Sonia's constituency Rae Bareli high on govt schemes, low on development indices
Since 2012, when it lost all the Assembly seats in its prize Rae Bareli parliamentary constituency, the Congress has spent an anxious year. It's evident in Priyanka Gandhi taking direct and personal charge of the constituency for her mother. It's evident in the party going all out to keep the ruling Samajwadi Party in good humour to help the seat retain its VIP tag. And, with a surfeit of announcements since 2004, including some last month, it's evident in the schemes that have come the way of this small town located between Lucknow and Allahabad.
Today, its 2 lakh people have a Navodaya Vidyalaya, a Kendriya Vidyalaya, a Krishi Vigyan Kendra, a Footwear Design and Development Institute, a centre of NIFT and a centre of the Rajiv Gandhi Institute of Petroleum Technology, while work is on to set up an All India Institute of Medical Sciences, the Rajiv Gandhi National Aviation University and India's "first all-woman university". Rae Bareli also has a rail coach factory, forged wheel factory and Uttar Pradesh's first Pravasi Bharatiya office to facilitate its people going abroad.
Besides, in Uttar Pradesh, Rae Bareli is the only town after the SP strongholds of Etawah, Mainpuri, Kannauj and Azam Khan's constituency Rampur to have almost 24X7 power supply—a fact that attracted a rap from the Allahabad High Court recently. In the court's words, 24-hour power supply because of "VVIPs and protocol" was "arbitrary, illegal and illogical". Few VIP seats come close to Rae Bareli, though.

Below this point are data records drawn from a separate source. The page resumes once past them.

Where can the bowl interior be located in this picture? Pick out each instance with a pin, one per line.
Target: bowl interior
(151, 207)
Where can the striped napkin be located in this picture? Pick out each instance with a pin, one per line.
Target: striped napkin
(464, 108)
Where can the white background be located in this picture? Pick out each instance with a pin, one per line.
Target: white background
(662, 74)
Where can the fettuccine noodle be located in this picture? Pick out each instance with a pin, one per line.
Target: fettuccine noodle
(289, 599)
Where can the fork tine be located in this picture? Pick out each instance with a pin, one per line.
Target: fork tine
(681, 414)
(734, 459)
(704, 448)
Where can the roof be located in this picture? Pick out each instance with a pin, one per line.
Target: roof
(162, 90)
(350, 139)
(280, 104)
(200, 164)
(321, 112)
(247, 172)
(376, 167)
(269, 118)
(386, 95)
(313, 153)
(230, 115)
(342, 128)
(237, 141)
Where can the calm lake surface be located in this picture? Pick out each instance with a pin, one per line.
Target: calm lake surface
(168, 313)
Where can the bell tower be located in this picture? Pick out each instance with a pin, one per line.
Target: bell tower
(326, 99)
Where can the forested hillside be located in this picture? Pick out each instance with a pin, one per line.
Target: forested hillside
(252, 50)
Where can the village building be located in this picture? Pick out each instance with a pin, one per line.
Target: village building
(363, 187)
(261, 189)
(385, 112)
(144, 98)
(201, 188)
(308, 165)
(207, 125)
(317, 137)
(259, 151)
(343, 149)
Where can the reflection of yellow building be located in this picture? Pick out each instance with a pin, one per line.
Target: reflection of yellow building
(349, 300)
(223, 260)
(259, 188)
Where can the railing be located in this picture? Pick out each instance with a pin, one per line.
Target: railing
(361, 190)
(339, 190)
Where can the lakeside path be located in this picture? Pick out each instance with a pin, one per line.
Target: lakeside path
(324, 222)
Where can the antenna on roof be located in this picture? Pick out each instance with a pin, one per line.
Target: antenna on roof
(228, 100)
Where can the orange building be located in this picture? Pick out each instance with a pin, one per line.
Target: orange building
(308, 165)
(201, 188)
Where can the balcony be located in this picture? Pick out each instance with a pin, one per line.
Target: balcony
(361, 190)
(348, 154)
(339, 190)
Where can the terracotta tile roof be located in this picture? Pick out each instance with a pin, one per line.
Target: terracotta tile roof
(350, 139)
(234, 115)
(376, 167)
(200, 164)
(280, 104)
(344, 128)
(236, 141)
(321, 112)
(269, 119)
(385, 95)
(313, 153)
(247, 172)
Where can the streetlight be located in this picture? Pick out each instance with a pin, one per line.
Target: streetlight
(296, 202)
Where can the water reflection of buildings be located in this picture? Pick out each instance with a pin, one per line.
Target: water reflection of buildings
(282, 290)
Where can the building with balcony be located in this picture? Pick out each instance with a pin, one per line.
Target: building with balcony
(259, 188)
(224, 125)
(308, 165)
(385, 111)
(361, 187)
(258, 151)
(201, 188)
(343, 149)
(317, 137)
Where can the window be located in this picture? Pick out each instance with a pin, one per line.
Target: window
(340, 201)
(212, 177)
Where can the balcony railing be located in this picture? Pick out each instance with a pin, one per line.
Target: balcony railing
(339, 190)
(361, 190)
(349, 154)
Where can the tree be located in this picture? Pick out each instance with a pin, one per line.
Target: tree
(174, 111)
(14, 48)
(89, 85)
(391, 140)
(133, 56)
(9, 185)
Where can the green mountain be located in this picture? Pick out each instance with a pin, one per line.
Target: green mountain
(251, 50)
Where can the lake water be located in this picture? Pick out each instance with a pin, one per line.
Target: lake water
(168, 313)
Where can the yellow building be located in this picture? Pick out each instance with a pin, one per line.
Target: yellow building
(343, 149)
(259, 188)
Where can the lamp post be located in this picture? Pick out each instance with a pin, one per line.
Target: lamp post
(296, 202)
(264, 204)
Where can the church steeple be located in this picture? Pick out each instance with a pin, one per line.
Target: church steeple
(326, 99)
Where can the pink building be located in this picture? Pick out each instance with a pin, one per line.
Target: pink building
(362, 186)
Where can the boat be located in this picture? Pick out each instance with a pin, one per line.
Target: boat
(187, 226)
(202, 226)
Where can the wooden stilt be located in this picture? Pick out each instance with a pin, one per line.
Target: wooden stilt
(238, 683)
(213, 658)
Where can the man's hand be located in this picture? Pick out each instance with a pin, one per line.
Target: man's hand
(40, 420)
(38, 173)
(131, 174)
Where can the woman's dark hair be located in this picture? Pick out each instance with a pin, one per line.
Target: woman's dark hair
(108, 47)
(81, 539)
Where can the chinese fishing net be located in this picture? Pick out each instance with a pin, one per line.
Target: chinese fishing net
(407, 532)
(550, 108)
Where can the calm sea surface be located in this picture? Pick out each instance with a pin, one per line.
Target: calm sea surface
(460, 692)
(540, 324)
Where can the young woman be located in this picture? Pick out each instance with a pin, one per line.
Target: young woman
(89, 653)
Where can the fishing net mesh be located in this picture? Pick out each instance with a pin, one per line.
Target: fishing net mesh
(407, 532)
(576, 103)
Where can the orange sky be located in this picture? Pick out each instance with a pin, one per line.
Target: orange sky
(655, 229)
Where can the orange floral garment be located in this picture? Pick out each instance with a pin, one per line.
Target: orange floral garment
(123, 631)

Although Feroze Gandhi had earlier represented the constituency for two terms, it was in 1967 when Indira Gandhi was elected to the Lok Sabha from Rae Bareli that it had its first stint with political limelight. After the death of Rajiv Gandhi, who was an MP from neighbouring Amethi, in 1991, the absence of any person from the Nehru-Gandhi family in electoral politics as well as the weakening of the Congress at both the state and Centre saw Rae Bareli suffer a dip in its fortunes.